Combining ultrahigh index with exceptional nonlinearity in resonant transition metal dichalcogenide nanodisks

Abstract: Second-order nonlinearity in solids gives rise to a plethora of unique physical phenomena ranging from piezoelectricity and optical rectification to optical parametric amplification, spontaneous parametric down-conversion, and the generation of entangled photon pairs. Monolayer transition metal dichalcogenides (TMDs), such as MoS$_2$, exhibit one of the highest known second-order nonlinear coefficients. However, the monolayer nature of these materials prevents the fabrication of resonant objects exclusively from the material itself, necessitating the use of external structures to achieve optical enhancement of nonlinear processes. Here, we exploit the 3R phase of a molybdenum disulfide multilayer for resonant nonlinear nanophotonics. The lack of inversion symmetry, even in the bulk of the material, provides a combination of a massive second-order susceptibility, an extremely high and anisotropic refractive index in the near-infrared region ($n>$~4.5), and low absorption losses, making 3R-MoS$_2$ highly attractive for nonlinear nanophotonics. We demonstrate this by fabricating 3R-MoS$_2$ nanodisks of various radii, which support resonant anapole states, and observing substantial ($>$ 100-fold) enhancement of second-harmonic generation in a single resonant nanodisk compared to an unpatterned flake of the same thickness.
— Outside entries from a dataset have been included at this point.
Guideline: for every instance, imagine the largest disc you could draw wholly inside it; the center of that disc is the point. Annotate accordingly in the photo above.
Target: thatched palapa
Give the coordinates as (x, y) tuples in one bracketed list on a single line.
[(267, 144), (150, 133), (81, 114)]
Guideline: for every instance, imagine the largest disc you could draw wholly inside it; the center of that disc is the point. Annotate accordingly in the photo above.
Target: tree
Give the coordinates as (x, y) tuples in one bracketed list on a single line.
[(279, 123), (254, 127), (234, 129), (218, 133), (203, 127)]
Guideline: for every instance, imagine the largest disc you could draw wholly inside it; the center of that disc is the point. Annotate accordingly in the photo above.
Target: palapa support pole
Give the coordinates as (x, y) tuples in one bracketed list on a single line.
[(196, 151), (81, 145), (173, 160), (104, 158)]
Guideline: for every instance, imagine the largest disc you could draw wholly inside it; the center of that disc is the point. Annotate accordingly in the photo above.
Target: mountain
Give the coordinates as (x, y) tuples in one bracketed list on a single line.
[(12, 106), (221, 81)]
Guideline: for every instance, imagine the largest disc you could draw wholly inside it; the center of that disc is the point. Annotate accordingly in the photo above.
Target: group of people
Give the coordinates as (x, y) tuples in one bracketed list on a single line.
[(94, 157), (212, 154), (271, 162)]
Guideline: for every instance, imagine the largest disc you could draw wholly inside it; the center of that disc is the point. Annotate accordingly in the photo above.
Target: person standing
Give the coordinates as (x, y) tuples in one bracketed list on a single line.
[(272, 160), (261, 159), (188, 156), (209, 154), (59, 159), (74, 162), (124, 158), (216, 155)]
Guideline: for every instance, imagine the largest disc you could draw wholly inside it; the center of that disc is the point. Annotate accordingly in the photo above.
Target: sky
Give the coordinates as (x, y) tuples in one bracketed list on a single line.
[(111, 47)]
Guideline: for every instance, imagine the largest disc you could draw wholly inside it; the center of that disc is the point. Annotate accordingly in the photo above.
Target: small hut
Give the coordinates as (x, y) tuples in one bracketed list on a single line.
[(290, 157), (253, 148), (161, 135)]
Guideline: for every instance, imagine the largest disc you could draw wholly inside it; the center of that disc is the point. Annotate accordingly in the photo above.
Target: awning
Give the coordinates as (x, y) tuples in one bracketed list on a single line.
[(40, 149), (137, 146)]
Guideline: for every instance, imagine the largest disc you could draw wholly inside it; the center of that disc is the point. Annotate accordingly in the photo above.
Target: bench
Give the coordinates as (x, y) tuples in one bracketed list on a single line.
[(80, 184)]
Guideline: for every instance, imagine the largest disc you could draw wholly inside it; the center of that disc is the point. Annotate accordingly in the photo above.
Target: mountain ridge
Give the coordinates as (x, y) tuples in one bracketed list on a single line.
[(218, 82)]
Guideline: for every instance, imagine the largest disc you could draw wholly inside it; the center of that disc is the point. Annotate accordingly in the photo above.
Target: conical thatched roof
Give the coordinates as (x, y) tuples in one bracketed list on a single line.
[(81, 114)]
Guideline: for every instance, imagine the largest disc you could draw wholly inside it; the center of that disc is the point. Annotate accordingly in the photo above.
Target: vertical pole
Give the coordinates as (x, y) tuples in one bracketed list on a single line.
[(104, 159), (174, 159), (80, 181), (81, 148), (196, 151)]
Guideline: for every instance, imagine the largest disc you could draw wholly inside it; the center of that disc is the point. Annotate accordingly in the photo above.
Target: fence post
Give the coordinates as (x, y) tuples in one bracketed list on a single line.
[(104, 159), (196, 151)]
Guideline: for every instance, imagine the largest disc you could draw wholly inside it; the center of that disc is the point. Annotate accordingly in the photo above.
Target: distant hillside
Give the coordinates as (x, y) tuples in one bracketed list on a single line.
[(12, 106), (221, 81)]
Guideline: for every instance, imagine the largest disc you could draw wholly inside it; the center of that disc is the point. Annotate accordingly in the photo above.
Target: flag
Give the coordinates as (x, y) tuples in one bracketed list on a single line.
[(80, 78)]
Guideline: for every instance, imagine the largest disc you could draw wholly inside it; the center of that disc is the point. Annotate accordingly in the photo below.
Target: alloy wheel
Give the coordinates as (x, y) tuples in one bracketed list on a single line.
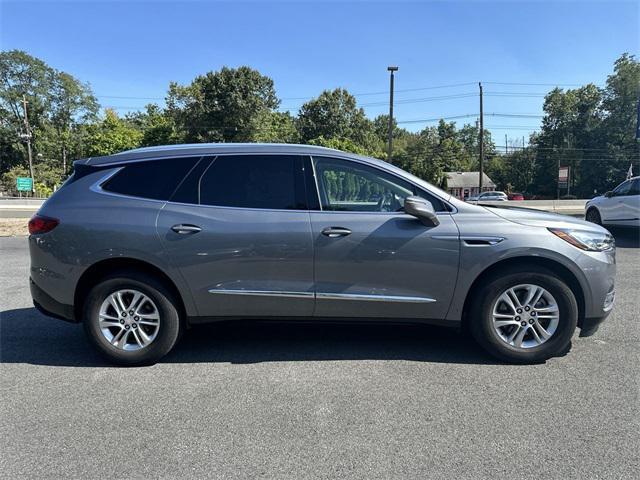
[(129, 320), (525, 316)]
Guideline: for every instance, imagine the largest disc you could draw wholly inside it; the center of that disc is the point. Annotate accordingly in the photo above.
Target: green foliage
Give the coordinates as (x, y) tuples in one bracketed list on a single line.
[(111, 135), (222, 106), (334, 114), (346, 145), (158, 127), (275, 127), (590, 129)]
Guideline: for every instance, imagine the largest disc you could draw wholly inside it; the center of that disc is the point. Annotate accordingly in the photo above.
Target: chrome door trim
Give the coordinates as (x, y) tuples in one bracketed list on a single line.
[(373, 298), (263, 293)]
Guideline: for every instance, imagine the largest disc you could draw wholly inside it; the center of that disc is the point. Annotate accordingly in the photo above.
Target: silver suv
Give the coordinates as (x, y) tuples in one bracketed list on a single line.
[(141, 245)]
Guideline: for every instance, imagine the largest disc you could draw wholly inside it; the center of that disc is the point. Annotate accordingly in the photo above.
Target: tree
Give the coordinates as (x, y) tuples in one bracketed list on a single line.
[(334, 114), (111, 135), (156, 125), (72, 103), (222, 106), (275, 127), (58, 104), (620, 100)]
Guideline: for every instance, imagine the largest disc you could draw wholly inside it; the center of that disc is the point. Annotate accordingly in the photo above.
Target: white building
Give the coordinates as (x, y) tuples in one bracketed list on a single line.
[(465, 184)]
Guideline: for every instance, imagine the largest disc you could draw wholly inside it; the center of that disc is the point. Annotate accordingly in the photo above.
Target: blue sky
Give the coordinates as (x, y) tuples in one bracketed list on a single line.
[(134, 49)]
The enhancement is maximized at the spectral overlap between the anapole state of the disk and the material resonance of the second-order susceptibility. Our approach unveils a powerful tool for enhancing the entire spectrum of optical second-order nonlinear processes in nanostructured van der Waals materials, thereby paving the way for nonlinear and quantum high-index TMD-nanophotonics.